Single by Otis Williams and the Charms
- B-side: "Who Knows"
- Released: September 1954
- Recorded: 1954
- Genre: R&B
- Length: 2:29
- Label: DeLuxe
- Songwriter(s): Eddie Ray, Rudy Jackson

Otis Williams and the Charms singles chronology
|  | "Hearts of Stone" (1954) | "Ling, Ting, Tong" (1955) |

= Hearts of Stone =

"Hearts of Stone" is an American R&B song. It was written by Eddie Ray and Rudy Jackson, members of the San Bernardino, California-based rhythm and blues vocal group the Jewels (no relation to the female group the Jewels from Washington, DC) which first recorded it for the R&B label in 1954. The Jewels began as a gospel group, then became the Marbles, recording for the Lucky label out of Los Angeles. According to Johnny Torrence, leader of the Marbles/Jewels, it was taken from a song they recorded in their gospel days.

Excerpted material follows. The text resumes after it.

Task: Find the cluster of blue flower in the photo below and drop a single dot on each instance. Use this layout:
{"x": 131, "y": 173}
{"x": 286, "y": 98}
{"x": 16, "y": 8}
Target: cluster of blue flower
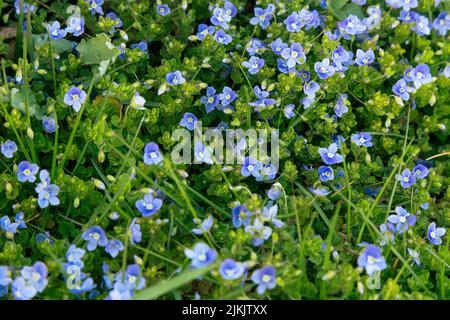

"Hearts of Stone" was covered and taken to the charts in 1954 by East Coast R&B vocal group the Charms, causing the story of the Jewels' involvement to be ignored by various writers and DJs who assume the Charms' cover was the original. The Charms' version of the song went to number one on the R&B Best Sellers and number fifteen on the pop charts.

==Other recordings==
"Hearts of Stone" has also been recorded by:
- Ruby Wright (credited as Ruby Wells) on RCA Victor in 1954. This was the first recording of the song by a white performer and retained the original "I thought your daddy knew" lyric which was changed to "I thought you knew" in most cover versions.
- The Fontane Sisters on Dot Records in 1954. This version, arranged by Billy Vaughn, reached #1 on the Billboard in early 1955 and was the group's highest charting hit.
- The Chordettes on a 1955 Cadence Records EP, 8 Top Hits, largely duplicating the arrangement from the Fontane Sisters' recording.
- Connie Francis on a 1958 MGM Records single. This version generally followed the Fontane Sisters' recording but was slightly faster and featured an electric guitar outro.
- John Fogerty and The Blue Ridge Rangers in 1973, which reached number 37 on the Billboard Hot 100, and number 35 in Canada.